Eu nunca tive muita sorte com presentes. Uma das primeiras recordações que eu tenho foi de um amigo secreto na primeira série. Eu tirei o Vitinho, meu melhor amigo, e pedi pra minha mãe comprar o canivete da Super Massa, o que significava o melhor presente da face da terra. Afinal, quando você tem 7 anos de idade não tem nada mais incrível do que um canivete que vai te ajudar a construir o jato super sônico que você sempre sonhou.

Quando o tão esperado dia chegou, minha mãe abriu a porta do quarto pra me acordar e eu já estava de uniforme, dentes escovados e segurando o presente do Vitinho. Eu nunca quis tanto ir pra escola. Mas na volta, eu já não estava tão feliz assim. Minha mãe perguntou o que tinha acontecido e eu só mostrei meu presente de amigo secreto: um lápis, uma borracha, uma régua e uma caneta 4 cores.

Eu não sei se você lembra, mas eu te contei essa mesma história há muitos anos atrás, na época que a gente ainda era só amigos. Ela deve ter entrado e ficado na sua cabeça porque, depois disso, você nunca me deu um presente ruim. Na verdade, você sempre me deu os presentes mais incríveis que eu já ganhei. São tantos que eu nunca tive coragem de escolher um, mas hoje em dia eu tenho um favorito.

Você deve tá aí agora pensando: “Ah, esse é fácil! O melhor presente que eu te dei foi a palheta do John Frusciante.” Eu lembro bem desse dia, era meu aniversário e você era a única menina lá na grade comigo cercada de marmanjos, mas mesmo assim, você conseguiu esticar o braço, pegar uma palheta voando e fingir que nada tinha acontecido. Lembro da gente no carro, eu ainda todo acelerado comentando cada música do show e você levantando sua mão com a palheta. Na hora eu travei, perdi o ar e quase bati o carro. Esse foi com certeza um dos melhores presentes que você já me deu, mas não foi o melhor.

O melhor também não foi um dos primeiros, quando a gente ainda só ficava, lembra? O dia dos namorados estava chegando e você não sabia se já podia me dar alguma coisa. Eu acordei naquele dia 12 de Junho, olhei pro lado e você já tinha ido embora. Levantei, abri a gaveta pra pegar uma cueca e encontrei a coleção completa dos filmes do Woody Allen com um bilhete seu dizendo: “Feliz 12 de Junho, o dia do Beagle”. E depois disso, a gente passou muitos dias 12 de junho juntos comemorando o tão esperado, dia do Beagle.

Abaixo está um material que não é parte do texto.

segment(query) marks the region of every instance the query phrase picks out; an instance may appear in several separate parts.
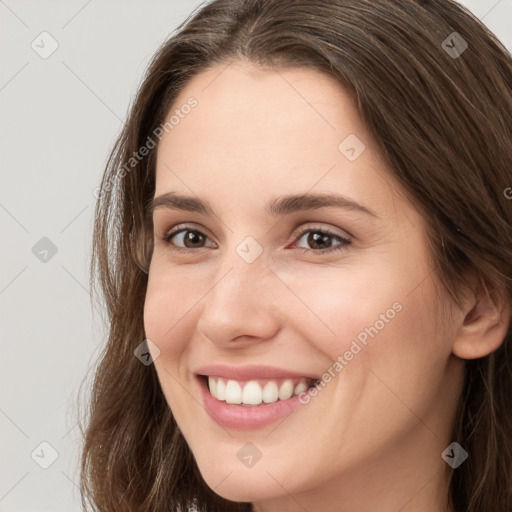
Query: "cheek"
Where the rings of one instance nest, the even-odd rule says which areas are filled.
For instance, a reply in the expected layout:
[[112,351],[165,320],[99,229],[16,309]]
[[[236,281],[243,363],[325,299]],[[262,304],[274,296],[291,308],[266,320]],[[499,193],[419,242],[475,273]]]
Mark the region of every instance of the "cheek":
[[198,413],[188,410],[190,401],[179,383],[187,378],[183,363],[187,361],[188,340],[196,322],[193,306],[197,303],[197,291],[193,291],[193,286],[186,286],[183,279],[177,279],[178,275],[177,272],[174,276],[150,273],[144,302],[144,330],[146,337],[160,350],[154,362],[155,370],[166,401],[181,423],[191,413]]
[[144,330],[146,336],[162,350],[166,333],[176,323],[176,300],[161,281],[148,282],[144,301]]
[[196,276],[180,269],[163,271],[161,264],[150,268],[144,302],[146,336],[172,358],[183,349],[194,317],[194,306],[204,292]]
[[[391,275],[390,269],[382,273]],[[293,286],[305,306],[295,322],[331,360],[351,349],[359,353],[357,345],[364,349],[371,340],[391,331],[393,324],[395,328],[400,324],[405,295],[402,283],[403,276],[386,281],[369,272],[362,275],[332,269],[326,273],[324,269],[323,274],[310,275]]]
[[326,379],[353,396],[370,386],[365,399],[389,393],[377,376],[393,388],[428,394],[442,374],[450,343],[438,322],[436,283],[425,279],[426,267],[401,262],[367,267],[364,273],[323,271],[290,287],[309,309],[296,314],[295,324],[299,319],[304,336],[331,361]]

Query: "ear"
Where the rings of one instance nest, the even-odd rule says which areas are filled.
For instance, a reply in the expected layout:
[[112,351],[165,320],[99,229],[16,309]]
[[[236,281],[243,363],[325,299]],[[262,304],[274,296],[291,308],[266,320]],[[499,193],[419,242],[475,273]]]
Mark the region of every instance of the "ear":
[[507,335],[510,302],[503,290],[490,287],[483,278],[470,280],[471,290],[462,302],[460,324],[452,352],[461,359],[477,359],[494,352]]

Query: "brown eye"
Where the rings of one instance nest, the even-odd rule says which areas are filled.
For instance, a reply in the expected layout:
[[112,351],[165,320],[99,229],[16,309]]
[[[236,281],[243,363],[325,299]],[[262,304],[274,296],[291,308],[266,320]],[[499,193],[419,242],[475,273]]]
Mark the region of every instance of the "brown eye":
[[206,240],[208,237],[195,229],[178,229],[165,237],[165,241],[177,249],[201,249],[205,247]]
[[[301,251],[326,253],[335,250],[345,249],[350,245],[348,238],[342,237],[326,229],[307,229],[297,236],[297,239],[305,239],[308,247],[297,247]],[[333,241],[337,243],[333,244]]]

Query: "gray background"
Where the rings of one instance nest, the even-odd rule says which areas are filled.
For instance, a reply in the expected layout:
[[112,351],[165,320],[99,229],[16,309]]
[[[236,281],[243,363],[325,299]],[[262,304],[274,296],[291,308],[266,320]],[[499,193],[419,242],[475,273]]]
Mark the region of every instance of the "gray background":
[[[199,3],[0,0],[0,512],[81,509],[76,403],[104,334],[93,191],[151,55]],[[512,50],[512,0],[462,3]]]

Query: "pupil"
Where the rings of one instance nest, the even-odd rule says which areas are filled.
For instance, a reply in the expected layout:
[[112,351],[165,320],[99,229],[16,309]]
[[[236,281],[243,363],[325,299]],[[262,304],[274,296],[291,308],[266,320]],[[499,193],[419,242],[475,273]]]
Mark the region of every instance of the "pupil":
[[185,237],[186,242],[190,242],[192,245],[201,243],[202,235],[196,233],[195,231],[189,231],[187,236]]
[[[308,236],[308,243],[312,246],[320,244],[326,244],[327,247],[330,247],[331,244],[328,243],[330,239],[330,235],[323,234],[323,233],[310,233]],[[320,249],[325,249],[324,247],[320,247]]]

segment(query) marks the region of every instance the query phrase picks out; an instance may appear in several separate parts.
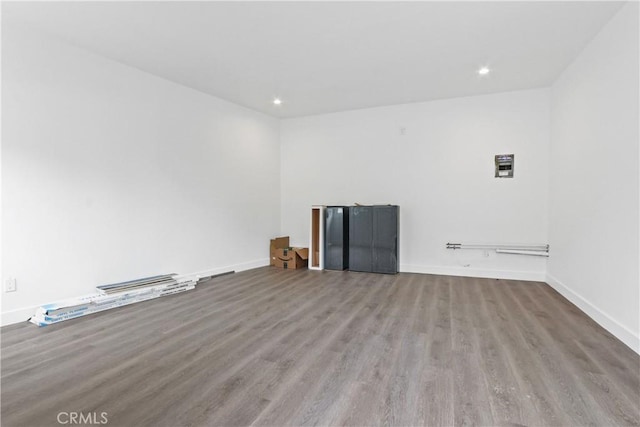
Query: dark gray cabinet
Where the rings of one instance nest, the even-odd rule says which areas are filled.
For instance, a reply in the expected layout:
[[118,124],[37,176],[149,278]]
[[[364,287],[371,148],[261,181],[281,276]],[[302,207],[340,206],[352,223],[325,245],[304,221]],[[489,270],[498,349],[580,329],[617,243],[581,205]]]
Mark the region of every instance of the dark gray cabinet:
[[349,208],[327,206],[324,210],[324,268],[345,270],[349,266]]
[[398,207],[373,207],[373,272],[398,272]]
[[370,206],[349,209],[349,270],[373,270],[373,209]]
[[352,206],[349,270],[398,272],[398,206]]

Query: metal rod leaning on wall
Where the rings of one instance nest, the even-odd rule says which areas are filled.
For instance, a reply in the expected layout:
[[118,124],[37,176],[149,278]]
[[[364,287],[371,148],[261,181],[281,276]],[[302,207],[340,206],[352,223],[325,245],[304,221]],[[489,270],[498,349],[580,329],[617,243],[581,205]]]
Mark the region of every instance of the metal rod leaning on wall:
[[488,243],[447,243],[447,249],[484,249],[495,250],[497,253],[516,255],[549,256],[549,245],[505,245]]
[[515,255],[534,255],[534,256],[549,256],[549,252],[544,251],[521,251],[518,249],[496,249],[496,253],[499,254],[515,254]]

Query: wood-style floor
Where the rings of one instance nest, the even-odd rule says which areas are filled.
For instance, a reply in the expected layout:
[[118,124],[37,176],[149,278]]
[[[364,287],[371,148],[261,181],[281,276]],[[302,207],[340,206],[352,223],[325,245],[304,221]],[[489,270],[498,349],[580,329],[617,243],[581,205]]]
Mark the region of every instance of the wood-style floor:
[[61,412],[136,427],[638,425],[640,357],[544,283],[266,267],[2,328],[2,425]]

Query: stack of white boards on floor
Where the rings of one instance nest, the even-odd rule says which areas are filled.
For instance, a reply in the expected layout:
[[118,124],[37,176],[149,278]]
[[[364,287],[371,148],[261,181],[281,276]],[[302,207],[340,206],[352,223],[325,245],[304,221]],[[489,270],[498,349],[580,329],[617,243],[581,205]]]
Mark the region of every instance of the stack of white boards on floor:
[[36,314],[29,321],[38,326],[51,325],[123,305],[188,291],[196,287],[197,281],[194,276],[165,274],[102,285],[97,287],[98,292],[95,294],[38,307]]

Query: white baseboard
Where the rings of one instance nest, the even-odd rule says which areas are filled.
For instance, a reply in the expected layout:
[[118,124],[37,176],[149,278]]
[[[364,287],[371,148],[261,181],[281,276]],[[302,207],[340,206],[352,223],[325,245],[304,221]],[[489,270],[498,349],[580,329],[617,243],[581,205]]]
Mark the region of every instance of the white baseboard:
[[253,261],[242,262],[240,264],[228,265],[226,267],[212,268],[210,270],[197,271],[195,273],[187,273],[185,276],[195,276],[197,278],[215,276],[216,274],[227,273],[229,271],[245,271],[252,268],[266,267],[269,265],[269,258],[261,258]]
[[437,274],[441,276],[480,277],[485,279],[525,280],[544,282],[544,271],[489,270],[455,266],[400,264],[403,273]]
[[2,313],[2,326],[13,325],[14,323],[26,322],[36,312],[39,305],[18,308],[16,310],[4,311]]
[[626,344],[636,353],[640,354],[640,336],[633,333],[629,328],[620,324],[612,316],[597,308],[586,298],[571,290],[567,285],[562,283],[550,274],[547,274],[546,282],[553,289],[558,291],[563,297],[575,304],[587,316],[592,318],[596,323],[611,332],[616,338]]
[[[269,258],[261,258],[253,261],[242,262],[240,264],[228,265],[226,267],[212,268],[210,270],[187,273],[185,276],[195,276],[196,278],[214,276],[216,274],[227,273],[229,271],[244,271],[252,268],[265,267],[269,265]],[[61,298],[62,299],[62,298]],[[65,298],[67,299],[67,298]],[[53,302],[53,301],[49,301]],[[46,304],[46,303],[45,303]],[[42,304],[29,307],[18,308],[16,310],[4,311],[0,317],[0,326],[12,325],[14,323],[26,322]]]

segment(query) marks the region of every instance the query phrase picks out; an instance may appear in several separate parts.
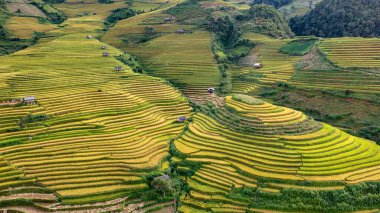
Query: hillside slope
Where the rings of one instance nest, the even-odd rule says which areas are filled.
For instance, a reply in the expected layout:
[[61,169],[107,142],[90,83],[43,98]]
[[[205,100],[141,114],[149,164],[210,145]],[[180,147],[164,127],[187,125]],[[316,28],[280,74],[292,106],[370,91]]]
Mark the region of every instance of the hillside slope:
[[323,0],[302,17],[290,20],[297,35],[320,37],[380,36],[380,1]]
[[275,38],[294,36],[285,18],[269,5],[254,5],[245,15],[238,16],[237,20],[244,32],[261,33]]
[[[86,17],[76,21],[94,26]],[[75,22],[67,24],[66,30],[75,29]],[[6,163],[0,170],[22,169],[1,179],[0,192],[39,185],[63,204],[142,192],[144,176],[160,167],[168,140],[184,128],[176,119],[189,115],[190,107],[177,90],[134,74],[113,57],[122,53],[111,46],[110,56],[102,56],[105,44],[86,37],[63,35],[2,57],[0,160]],[[114,71],[118,65],[123,71]],[[7,104],[26,96],[37,103]],[[67,206],[44,207],[59,208]]]
[[[380,178],[380,147],[373,141],[320,125],[289,108],[236,97],[226,97],[228,110],[196,113],[174,143],[182,159],[177,168],[190,186],[181,211],[348,212],[377,206],[364,201],[380,199],[377,183],[376,195],[364,190],[363,200],[351,192],[367,187],[351,184]],[[331,202],[330,196],[338,194],[349,199]]]

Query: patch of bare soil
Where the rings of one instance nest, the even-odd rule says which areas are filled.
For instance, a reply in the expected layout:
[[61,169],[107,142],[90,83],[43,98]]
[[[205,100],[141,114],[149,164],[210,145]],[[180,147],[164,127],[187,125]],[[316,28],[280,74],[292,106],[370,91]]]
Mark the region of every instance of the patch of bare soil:
[[154,204],[154,205],[151,205],[151,206],[148,206],[146,208],[143,208],[143,211],[149,211],[151,209],[154,209],[154,208],[157,208],[157,207],[160,207],[160,206],[165,206],[163,207],[162,209],[158,210],[158,211],[155,211],[156,213],[174,213],[175,212],[175,209],[174,209],[174,202],[173,201],[168,201],[166,203],[157,203],[157,204]]
[[318,47],[314,46],[300,61],[300,65],[304,70],[331,70],[336,69],[327,59],[325,59],[318,51]]
[[18,198],[23,199],[38,199],[38,200],[56,200],[57,198],[53,194],[39,194],[39,193],[22,193],[13,194],[8,196],[0,196],[0,200],[14,200]]
[[211,102],[216,107],[223,107],[225,105],[224,97],[219,97],[217,95],[189,95],[188,98],[197,104],[205,105],[208,102]]
[[26,16],[36,16],[46,18],[45,13],[35,5],[31,4],[29,0],[12,0],[7,2],[7,7],[11,13],[20,13]]
[[12,211],[12,212],[28,212],[28,213],[45,213],[45,212],[48,212],[48,211],[43,211],[43,210],[39,210],[39,209],[36,209],[36,208],[33,208],[33,207],[29,207],[29,206],[13,206],[13,207],[9,207],[9,208],[6,208],[6,209],[1,209],[0,208],[0,212],[8,212],[8,211]]
[[249,55],[240,59],[239,64],[242,66],[253,66],[258,62],[259,55],[258,53],[251,52]]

O melhor presente que você me deu também não foi o violão Ybanez que você me via babando na vitrine da loja de instrumentos perto de casa e nem a surpresa que você fez nesse dia. Naquele aniversário de namoro, quando eu abri a porta da sua casa, eu dei de cara com você no sofá junto com o meu futuro violão. Você tinha aprendido a tocar só pra me surpreender. Suas mão direita tremia nervosa, mas você tocou os acordes certinhos e ainda cantou enquanto as lágrimas escorriam pelo seu rosto. Um dia único, que eu sempre vou lembrar com muito carinho, mas ainda assim não foi o melhor de todos.

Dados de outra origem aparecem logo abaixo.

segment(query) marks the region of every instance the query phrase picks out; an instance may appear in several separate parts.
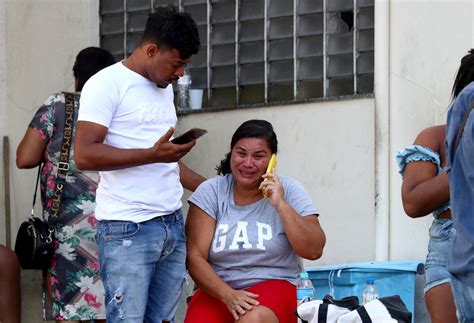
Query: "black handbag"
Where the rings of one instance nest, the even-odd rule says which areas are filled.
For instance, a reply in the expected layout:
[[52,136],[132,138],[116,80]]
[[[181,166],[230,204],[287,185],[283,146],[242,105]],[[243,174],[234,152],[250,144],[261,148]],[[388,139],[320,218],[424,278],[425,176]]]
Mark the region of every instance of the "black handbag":
[[72,127],[74,124],[74,94],[64,92],[64,96],[66,98],[66,120],[64,123],[60,161],[56,174],[53,204],[49,210],[48,220],[46,221],[44,219],[44,215],[43,218],[34,216],[36,191],[38,190],[41,173],[40,165],[38,167],[38,176],[36,177],[31,215],[20,225],[16,236],[15,253],[23,269],[48,269],[55,251],[55,225],[61,204],[61,196],[66,183],[67,172],[69,170],[69,152],[72,144]]
[[38,166],[30,218],[20,225],[16,235],[15,253],[23,269],[49,268],[54,253],[54,228],[34,215],[40,172],[41,165]]

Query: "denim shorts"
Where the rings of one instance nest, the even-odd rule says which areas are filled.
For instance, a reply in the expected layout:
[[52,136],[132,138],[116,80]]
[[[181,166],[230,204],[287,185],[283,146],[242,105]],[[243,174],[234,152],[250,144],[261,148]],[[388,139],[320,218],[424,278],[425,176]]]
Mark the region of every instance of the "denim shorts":
[[174,322],[186,274],[183,214],[97,224],[107,322]]
[[428,255],[425,262],[425,293],[433,287],[449,283],[451,274],[446,268],[456,229],[450,219],[435,219],[430,227]]
[[474,287],[451,276],[451,289],[456,303],[456,315],[459,323],[474,322]]

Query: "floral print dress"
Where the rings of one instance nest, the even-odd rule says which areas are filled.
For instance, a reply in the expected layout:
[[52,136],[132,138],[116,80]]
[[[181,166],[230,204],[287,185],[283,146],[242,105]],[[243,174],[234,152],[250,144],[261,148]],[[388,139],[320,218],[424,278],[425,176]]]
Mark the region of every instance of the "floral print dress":
[[[76,96],[74,124],[77,122],[78,108],[79,96]],[[52,205],[64,119],[65,98],[63,93],[59,93],[46,100],[29,125],[46,145],[40,185],[45,218]],[[73,138],[74,133],[75,128]],[[51,290],[48,284],[43,284],[45,320],[105,319],[104,287],[99,276],[95,241],[97,182],[98,173],[77,170],[71,145],[69,172],[57,219],[56,252],[48,270]]]

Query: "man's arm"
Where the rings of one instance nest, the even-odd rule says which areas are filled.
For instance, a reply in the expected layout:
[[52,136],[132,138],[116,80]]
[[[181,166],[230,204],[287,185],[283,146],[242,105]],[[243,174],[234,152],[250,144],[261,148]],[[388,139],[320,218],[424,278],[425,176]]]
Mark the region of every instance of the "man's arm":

Teve também aquele carnaval que a gente tinha combinado de passar em casa dormindo, mas que você me acordou no sábado às 6 da manhã com um copo de água na cara. Quando eu finalmente consegui abrir os olhos, vi você com as nossas malas prontas e duas passagens pra Fernando de Noronha ou, como a gente dizia, o paraíso na terra.

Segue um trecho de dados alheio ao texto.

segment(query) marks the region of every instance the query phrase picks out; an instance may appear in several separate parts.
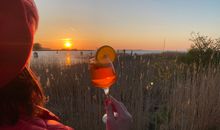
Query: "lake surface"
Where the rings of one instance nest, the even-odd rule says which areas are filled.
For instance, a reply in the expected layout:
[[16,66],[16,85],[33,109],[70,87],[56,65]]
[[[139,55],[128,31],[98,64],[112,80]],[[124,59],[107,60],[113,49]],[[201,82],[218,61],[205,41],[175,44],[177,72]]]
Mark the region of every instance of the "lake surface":
[[[158,54],[162,51],[126,50],[126,54]],[[38,56],[34,55],[37,54]],[[117,51],[124,53],[124,51]],[[31,63],[71,65],[88,62],[95,55],[95,51],[34,51],[31,55]]]

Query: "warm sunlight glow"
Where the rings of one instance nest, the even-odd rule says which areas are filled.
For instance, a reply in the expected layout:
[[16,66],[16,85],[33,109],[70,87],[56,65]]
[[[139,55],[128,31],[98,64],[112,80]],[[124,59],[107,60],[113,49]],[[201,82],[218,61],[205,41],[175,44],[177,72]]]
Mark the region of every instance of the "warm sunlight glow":
[[67,39],[62,39],[62,40],[64,41],[64,47],[66,49],[72,49],[72,46],[73,46],[72,39],[67,38]]
[[66,66],[71,65],[71,55],[70,55],[70,53],[67,53],[67,55],[66,55],[65,64],[66,64]]
[[68,48],[68,49],[71,49],[71,47],[73,46],[73,44],[70,43],[70,42],[66,42],[66,43],[64,44],[64,46],[65,46],[66,48]]

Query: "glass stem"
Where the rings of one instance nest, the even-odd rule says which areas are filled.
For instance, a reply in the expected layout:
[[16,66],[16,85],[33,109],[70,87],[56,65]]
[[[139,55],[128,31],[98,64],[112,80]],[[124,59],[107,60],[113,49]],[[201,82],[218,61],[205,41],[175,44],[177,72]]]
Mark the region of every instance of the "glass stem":
[[105,92],[105,95],[108,97],[108,95],[109,95],[109,88],[104,88],[104,92]]

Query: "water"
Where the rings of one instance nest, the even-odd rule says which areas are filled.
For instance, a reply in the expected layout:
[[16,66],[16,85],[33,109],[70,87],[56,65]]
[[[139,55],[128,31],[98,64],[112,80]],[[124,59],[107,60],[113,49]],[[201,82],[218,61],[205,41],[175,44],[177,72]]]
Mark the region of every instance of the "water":
[[[37,53],[37,57],[34,53]],[[56,63],[63,65],[72,65],[77,63],[88,62],[89,58],[95,55],[95,51],[35,51],[31,55],[31,62]],[[157,54],[162,51],[143,51],[143,50],[126,50],[126,54]],[[117,53],[124,53],[123,50]]]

Esse outro é difícil de admitir, mas o melhor presente que você já me deu também não foi aquela lingerie que você comprou pra você no dia do seu aniversário, mas que eu ainda insisto em dizer que foi na verdade um presente pra mim.

Todos esses presentes vieram em dias especiais. Mas o melhor presente que você me deu, não foi no dia dos namorados, no meu aniversário e nem no do nosso primeiro beijo. Não, não. Ele chegou como os melhores presentes chegam. Sem hora marcada. Sem data especial. Sem motivo aparente.

O melhor presente que você me deu não teve piada interna. Não foi uma coisa que só a gente entenderia e nem foi uma lembrança de todos os anos que a gente passou juntos. Ele também não foi caro. Você nem precisou dividir em pequenas e eternas parcelas sem juros no cartão de crédito. O melhor presente que você já me deu foi simples, de graça e direto.

Você me chamou pra sua casa numa tarde de sábado ensolarada. Quando eu cheguei, você não estava segurando um violão e nem com uma caixa de presente pra mim. Você só pediu pra eu me sentar no sofá e sem muita enrolação me deu o presente.

O melhor presente que você me deu foi um pé na bunda. Confesso que na hora não entendi muito bem. Foi completamente inesperado. Eu chorei e chorei por muito tempo. Aquilo não podia estar acontecendo. Eu tentei evitar. Pedi até pra devolver ou trocar, mas esse presente já veio sem nota fiscal e você não podia fazer nada.

O melhor presente que você me deu mudou tudo. Sem ele minha vida teria muito menos histórias, conquistas e com certeza eu não teria conhecido metade das pessoas incríveis que hoje fazem parte da minha vida. Talvez o canivete de Super Massa não tenha feito o Vitinho virar engenheiro mecânico de jatos super sônicos, mas eu posso te garantir que o seu pé na bunda me fez uma pessoa muito melhor.

Eu costumo dizer que sou um cara de muita sorte por ter recebido esse presente. Afinal, como diz o sábio Dalai Lama: “às vezes, não ter o que você quer é uma tremenda sorte.” E é por você ter me ajudado a não te ter mais, mesmo eu querendo muito te ter. Por você ter me dado esse presente tão incrível e ter me tirado da sua vida que hoje eu queria te dizer duas simples palavras: Muito obrigado.